Rechtspopulisten machen Einwanderung verantwortlich

Dies war einer der grausamsten Schusswaffenmorde, der Schweden in den vergangenen Jahren erschüttert hat. Doch die Liste ist lang. So sehr, dass das einst - auch dank sozialer Ausgewogenheit - friedliche Wohlfahrtsland mit sehr niedriger Kriminalitätsrate inzwischen die meisten Schusswaffenmorde in Europa zählt. Dies ergibt ein Bericht des staatlichen Kriminalitätsvorbeugungsrates (Bra). 22 europäische Länder im Zeitraum 2000 bis 2019 wurden verglichen. "In den vergangenen 20 Jahren hat sich Schweden vom Schlusslicht zur Spitze bei Schusswaffenmorden bewegt", so Klara Hradilova-Selin von Bra. 42 Menschen starben im zehn Millionen Einwohner zählenden Land im Jahr 2019 aufgrund von Schusswaffengebrauch. Auch 2020 sind mehr als 40 Personen ermordet worden.

Bei acht von zehn Schießereien mit Todesopfern waren Kriminelle betroffen. Doch auch wurde eine zwölfährige Stockholmerin aus einem fahrenden Auto heraus tödlich getroffen. Die Schützen hatten eigentlich auf zwei Kriminelle gezielt, die Schutzwesten unter ihrer Kleidung trugen.

Die Forscher von Bra vermuten unter anderem Kämpfe um Reviere beim Drogenhandel und zwischen rivalisierenden Banden. "Warum Waffenmorde gerade in Schweden so angestiegen sind, können wir aber nicht definitiv erklären", so Hradilova-Selin im öffentlich-rechtlichen Fernsehen SVT. Laut einer Studie aus dem Jahr 2018 sollen die vielen Schießereien damit zusammenhängen, dass es viele kleine Banden mit noch sehr jungen Hitzköpfen und ohne klare Führungsstrukturen gibt.

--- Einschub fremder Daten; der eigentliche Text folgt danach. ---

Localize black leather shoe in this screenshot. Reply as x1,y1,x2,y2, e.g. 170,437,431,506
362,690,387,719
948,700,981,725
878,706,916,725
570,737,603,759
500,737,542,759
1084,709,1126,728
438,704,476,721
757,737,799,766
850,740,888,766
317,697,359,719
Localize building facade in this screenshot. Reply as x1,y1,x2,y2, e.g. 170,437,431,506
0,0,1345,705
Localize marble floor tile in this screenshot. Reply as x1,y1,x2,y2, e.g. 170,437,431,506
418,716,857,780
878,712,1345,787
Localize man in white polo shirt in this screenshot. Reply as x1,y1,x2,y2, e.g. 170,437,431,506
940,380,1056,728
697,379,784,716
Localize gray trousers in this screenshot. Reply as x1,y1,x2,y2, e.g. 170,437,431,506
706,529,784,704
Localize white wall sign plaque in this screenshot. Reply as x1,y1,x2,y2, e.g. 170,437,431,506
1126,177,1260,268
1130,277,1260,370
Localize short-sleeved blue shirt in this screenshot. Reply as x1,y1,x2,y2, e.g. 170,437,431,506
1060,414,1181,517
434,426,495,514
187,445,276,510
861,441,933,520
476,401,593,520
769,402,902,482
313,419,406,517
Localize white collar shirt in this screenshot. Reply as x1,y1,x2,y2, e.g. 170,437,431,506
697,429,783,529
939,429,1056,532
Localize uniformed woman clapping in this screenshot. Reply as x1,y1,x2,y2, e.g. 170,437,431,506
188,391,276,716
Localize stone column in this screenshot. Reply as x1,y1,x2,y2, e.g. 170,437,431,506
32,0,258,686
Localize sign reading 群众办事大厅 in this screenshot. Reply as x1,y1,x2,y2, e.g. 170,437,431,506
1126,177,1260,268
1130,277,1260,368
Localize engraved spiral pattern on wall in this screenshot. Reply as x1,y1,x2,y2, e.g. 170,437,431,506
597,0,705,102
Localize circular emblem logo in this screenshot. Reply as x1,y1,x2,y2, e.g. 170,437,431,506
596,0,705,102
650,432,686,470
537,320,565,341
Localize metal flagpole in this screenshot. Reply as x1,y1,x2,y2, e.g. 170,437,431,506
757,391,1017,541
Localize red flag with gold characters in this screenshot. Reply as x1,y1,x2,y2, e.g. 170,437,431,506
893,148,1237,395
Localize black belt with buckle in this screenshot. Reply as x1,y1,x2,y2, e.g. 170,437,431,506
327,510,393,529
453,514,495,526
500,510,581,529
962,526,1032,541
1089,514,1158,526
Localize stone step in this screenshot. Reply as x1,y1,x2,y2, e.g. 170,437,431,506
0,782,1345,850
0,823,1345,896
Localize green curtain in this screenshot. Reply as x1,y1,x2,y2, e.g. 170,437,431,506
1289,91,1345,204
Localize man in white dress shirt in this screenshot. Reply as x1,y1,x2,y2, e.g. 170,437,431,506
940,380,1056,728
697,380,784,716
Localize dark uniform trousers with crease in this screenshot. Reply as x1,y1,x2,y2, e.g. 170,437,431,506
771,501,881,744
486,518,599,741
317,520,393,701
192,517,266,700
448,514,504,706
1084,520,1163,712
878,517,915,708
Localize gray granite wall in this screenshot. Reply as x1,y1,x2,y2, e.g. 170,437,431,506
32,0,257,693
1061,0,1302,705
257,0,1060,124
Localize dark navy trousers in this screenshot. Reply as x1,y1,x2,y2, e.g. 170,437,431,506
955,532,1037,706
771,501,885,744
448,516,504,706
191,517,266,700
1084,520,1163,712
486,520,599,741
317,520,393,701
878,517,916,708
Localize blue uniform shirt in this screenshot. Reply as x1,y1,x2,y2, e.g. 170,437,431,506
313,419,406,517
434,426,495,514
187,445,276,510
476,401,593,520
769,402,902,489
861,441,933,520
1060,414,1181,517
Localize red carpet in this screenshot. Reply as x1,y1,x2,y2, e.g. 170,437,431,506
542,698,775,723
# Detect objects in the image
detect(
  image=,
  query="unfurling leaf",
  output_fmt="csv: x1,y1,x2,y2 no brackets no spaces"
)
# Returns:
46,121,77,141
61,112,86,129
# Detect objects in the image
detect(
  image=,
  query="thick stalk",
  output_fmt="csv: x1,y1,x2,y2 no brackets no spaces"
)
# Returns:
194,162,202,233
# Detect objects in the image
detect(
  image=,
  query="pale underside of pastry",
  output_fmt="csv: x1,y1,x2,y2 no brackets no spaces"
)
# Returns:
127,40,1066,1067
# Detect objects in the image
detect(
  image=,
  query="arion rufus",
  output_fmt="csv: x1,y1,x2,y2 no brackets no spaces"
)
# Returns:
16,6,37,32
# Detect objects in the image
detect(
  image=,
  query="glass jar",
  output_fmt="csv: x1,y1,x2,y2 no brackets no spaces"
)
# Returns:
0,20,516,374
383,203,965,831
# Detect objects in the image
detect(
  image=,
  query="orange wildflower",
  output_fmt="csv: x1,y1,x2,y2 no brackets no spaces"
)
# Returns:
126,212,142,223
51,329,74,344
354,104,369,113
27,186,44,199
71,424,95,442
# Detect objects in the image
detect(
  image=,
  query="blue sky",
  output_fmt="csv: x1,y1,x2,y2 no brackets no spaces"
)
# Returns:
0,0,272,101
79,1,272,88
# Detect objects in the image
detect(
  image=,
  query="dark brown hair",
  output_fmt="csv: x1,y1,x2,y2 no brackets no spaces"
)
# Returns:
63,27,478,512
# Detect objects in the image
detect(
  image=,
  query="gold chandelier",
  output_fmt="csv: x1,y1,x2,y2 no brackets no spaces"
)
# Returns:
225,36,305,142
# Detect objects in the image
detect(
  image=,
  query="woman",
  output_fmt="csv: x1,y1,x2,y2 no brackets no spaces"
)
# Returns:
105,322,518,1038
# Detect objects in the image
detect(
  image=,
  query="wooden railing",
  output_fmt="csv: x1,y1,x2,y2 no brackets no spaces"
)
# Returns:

Der Chef der rechtspopulistischen Schwedendemokraten, Jimmie Akesson, macht die anderen Parteien und die Einwanderung von Personen außerhalb Europas für die Zustände verantwortlich. Diese seien unmoralischer und rücksichtsloser als ethnische Schweden, sagt er in der Zeitung "Aftonbladet". Rund 25 Prozent der schwedischen Bevölkerung sind Einwanderer oder Kinder von Einwanderpaaren. 2000 waren es 15 Prozent. Die rot-grüne Regierung macht vor allem Armut, fehlende Integration und Perspektivlosigkeit in Einwanderervierteln für die Bereitschaft junger Männer zum Eintritt in Banden verantwortlich. Die Ethnie habe damit nichts zu tun.

Die Regierung will den durch massive Kürzungen eingebrochenen Wohlfahrtsstaat sanieren, das Sozialwesen und die Schulen in Problemvierteln stärken. Denn viele junge Männer und inzwischen auch Frauen strömen in die kriminelle Unterwelt und erfüllen Mutproben in Form von schweren Verbrechen. Zudem setzt Innenminister Mikael Damberg auf mehr Polizisten und schärfere Strafen. Derzeit säßen 1.000 Kriminelle mehr im Gefängnis als im Vorjahr. Doch gibt der Sozialdemokrat zu: "In gewissen Teilen Schwedens war der Staat nicht anwesend, die Polizei zu schwach und Kriminelle wurden nicht behelligt."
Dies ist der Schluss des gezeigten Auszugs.